Slow-Simmered Pot Roast with Garden Vegetables
- Slow-Simmered Pot Roast with Garden Vegetables from Campbell's Kitchen
Prep Time: 15 min.
Cook Time: 10 hr.
4 medium potatoes, cut in quarters (about 4 cups)
2 cups fresh or frozen baby-cut carrots
2 stalks celery, cut into 1-inch pieces (about 1 1/2 cups)
1 carton (18.3 ounces) Campbell's® V8® Butternut Squash Soup
1 tablespoon minced garlic
1 beef bottom round roast (about 2 pounds)
1/2 teaspoon ground black pepper
1. Stir the potatoes, carrots, celery, soup and garlic in a 5-quart slow cooker. Season the beef with the black pepper. Add the beef to the cooker and turn to coat.
2. Cover and cook on LOW for 10 to 11 hours or until the beef is fork-tender. Sprinkle with the parsley, if desired.
For thicker gravy: Stir 1/4 cup all-purpose flour and 1/2 cup water in a small bowl until smooth. Remove the beef from the cooker. Stir in the flour mixture. Cover and cook on HIGH for 10 minutes or until the mixture boils and thickens.
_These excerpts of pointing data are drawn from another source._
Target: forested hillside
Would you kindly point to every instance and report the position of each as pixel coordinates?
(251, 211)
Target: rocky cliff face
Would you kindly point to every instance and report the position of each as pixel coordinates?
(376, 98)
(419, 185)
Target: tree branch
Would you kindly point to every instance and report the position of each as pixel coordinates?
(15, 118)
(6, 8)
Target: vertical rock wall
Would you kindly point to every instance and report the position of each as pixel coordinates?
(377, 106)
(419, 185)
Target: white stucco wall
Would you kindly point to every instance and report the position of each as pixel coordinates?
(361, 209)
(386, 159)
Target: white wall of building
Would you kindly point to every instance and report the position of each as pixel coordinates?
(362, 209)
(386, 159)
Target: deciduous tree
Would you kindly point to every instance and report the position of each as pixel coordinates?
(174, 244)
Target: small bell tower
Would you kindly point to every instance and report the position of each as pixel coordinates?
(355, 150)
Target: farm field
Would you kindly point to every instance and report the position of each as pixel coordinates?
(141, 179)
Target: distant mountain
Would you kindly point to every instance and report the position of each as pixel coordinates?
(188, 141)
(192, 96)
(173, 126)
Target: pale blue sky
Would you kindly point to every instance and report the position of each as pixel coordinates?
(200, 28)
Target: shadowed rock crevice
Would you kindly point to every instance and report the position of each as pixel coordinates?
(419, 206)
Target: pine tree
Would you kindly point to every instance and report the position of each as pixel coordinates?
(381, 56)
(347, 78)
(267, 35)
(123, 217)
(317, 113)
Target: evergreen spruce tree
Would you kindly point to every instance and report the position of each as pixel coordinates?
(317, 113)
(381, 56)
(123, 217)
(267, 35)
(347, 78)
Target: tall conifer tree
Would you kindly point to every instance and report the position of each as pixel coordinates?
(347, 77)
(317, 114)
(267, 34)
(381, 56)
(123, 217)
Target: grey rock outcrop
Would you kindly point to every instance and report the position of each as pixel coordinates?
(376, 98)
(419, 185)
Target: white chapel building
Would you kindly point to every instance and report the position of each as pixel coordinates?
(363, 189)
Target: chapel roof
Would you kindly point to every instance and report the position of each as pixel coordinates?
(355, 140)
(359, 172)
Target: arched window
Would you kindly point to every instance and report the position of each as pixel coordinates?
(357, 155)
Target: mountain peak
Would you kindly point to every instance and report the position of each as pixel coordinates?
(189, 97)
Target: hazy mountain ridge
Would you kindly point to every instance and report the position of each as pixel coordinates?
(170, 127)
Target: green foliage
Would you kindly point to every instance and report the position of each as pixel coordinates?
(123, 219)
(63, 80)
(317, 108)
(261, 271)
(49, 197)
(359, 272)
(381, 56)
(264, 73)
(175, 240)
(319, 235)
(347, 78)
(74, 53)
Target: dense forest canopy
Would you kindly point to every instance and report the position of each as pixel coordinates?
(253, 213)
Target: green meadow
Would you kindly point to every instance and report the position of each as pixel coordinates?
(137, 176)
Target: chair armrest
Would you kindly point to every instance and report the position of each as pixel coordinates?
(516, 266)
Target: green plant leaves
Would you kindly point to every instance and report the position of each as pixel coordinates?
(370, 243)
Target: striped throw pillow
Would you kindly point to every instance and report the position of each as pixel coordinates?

Cooking Basics: True "baby" carrots are a seasonal vegetable available in spring and early summer and are sold in bunches with the green tops left on. They can usually be found in upscale grocery stores or farmers' markets. "Baby-cut" carrots are mature carrots that have been peeled and cut into small carrot-shaped pieces. They are widely available year round in the produce section of most grocery stores.
Makes: 6 servings.
Slow cookers make dinner so easy to get on the table at the end of a long work day. Save yourself even more time by using red or new potatoes - the skins are thin so they don't need peeling.